Robert Piguet, ein junger avantgardistischer Couturier plant eine Schau seiner neuesten Kollektion – sie soll schockieren, und sie wird es. Die Models auf dem Catwalk tragen schwarze Masken, blitzende Messer und Attrappen von Pistolen - Ganoven in Frauenkleidern. Das Parfum zu dieser Provokation liefert ihm eine junge, ebenso avantgardistische wie ihr Genre revolutionierende Künstlerin: die Parfumeurin Germaine Cellier.
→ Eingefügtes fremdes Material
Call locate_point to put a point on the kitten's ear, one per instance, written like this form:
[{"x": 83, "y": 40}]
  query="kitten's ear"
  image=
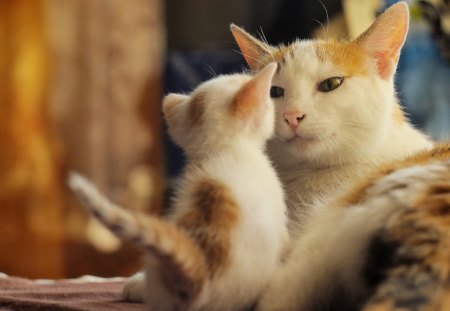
[
  {"x": 254, "y": 92},
  {"x": 252, "y": 48},
  {"x": 171, "y": 107},
  {"x": 385, "y": 38}
]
Sie sollte die erste berühmte weibliche ‚Nase’ werden und mit ihren unkonventionellen Kreationen ganze Generationen ihr nachfolgender Parfumeure beeinflussen. Ihrer Kunst besaß ein besonderes Merkmal: Chuzpe – Mut und Unerschrockenheit etwas zu wagen, von dessem Gelingen sie überzeugt war. Vorallem ihre frühen Werke zeugen davon: Vent Vert, Fracas und eben: Bandit. Sie konterte mit großer Geste die fein austarierten, überraffinierten und kaum mehr dechiffrierbaren Düfte eines Ernest Beaux, eines Jacques Guerlain, Ernest Daltroff oder Jean Carles. Dabei stellte sie bis dahin kaum hervorgetretene Noten exponiert in den Mittelpunkt, indem sie diese fast in Überdosis in ihren Formeln herausstrich – so soll sie für Vent Vert fast 8% Galbanum verwendet haben, für Fracas einen unerhört hohe Konzentration Tuberose und für Bandit ein damals ziemlich neues, recht aggressives Aroma-Duftmolekül namens ‚Isobutyl Quinoline’. Mit der Verwendung dieses rauchig-ledrig riechenden Moleküles in hoher Dosis schuf sie nebenbei ein neues Genre: das Leder-Chypre. Später variierte sie dieses Thema einmal mehr mit Jolie Madame. Bernard Chant nahm es mit Cabochard wieder auf, entwickelte es mit Aramis und Azurée weiter und spätestens in den siebziger Jahren hatte jedes Haus sein Leder-Chypre im Portfolio. Germaine Cellier aber war die Pionierin, sie war es, die das berühmt-berüchtigte Bandit schuf, ihr erstes Meisterwerk, von dem Luca Turin behauptet, es sei noch heute: „...still several unlit streets ahead of every ohter leather-chypre around.“
Bis in die siebziger Jahre hinein wurde es praktisch unverändert produziert, schließlich eingestellt – warum auch immer. Über 20 Jahre später erwarb der amerikanische Konzern Alfin Frafrances Inc. die Rechte an Parfums Robert Piguet und brachte Bandit als Eau de Toilette wieder auf den Markt, ebenso wie Fracas, sowie ein obskures Fracas pour Homme. Heute wird das Label Piguet von Fashion Fragrances & Cosmetics Ltd. New York vertrieben und Bandit wurde zwischenzeitlich erneut reformuliert. Ein Zertifikat auf der Box des Parfums versichert es handle sich diesmal um die originale Formel von 1944, gez. der Präsident von Givaudan. Man mag es glauben, oder nicht. Die Tatsache, dass einige Inhaltstoffe die Cellier verwendete nicht mehr produziert werden, lässt vermuten, dass dem nicht ganz so ist. Wie auch immer, vergleicht man die verschiedenen Ausführungen, so stellt man fest – sie sind sich doch recht ähnlich. Das wiedereingeführte Bandit von Alfin ist das mit Abstand ledrigste und wurde dementsprechend in den folgenden Jahren auch als ‚pour Homme’-Version gehandelt. Das neue Bandit (EdP) ist das bisher blumigste, während das original Bandit exakt dazwischen liegt: nicht ganz so ledrig wie das EdT von Alfin und nicht ganz so blumig wie das neue EdP. (Vor einiger Zeit habe ich via Ebay einen richtig alten Flakon von Bandit in extrem guter Verfassung und ohne erkennbare Alterungserscheinungen erstanden).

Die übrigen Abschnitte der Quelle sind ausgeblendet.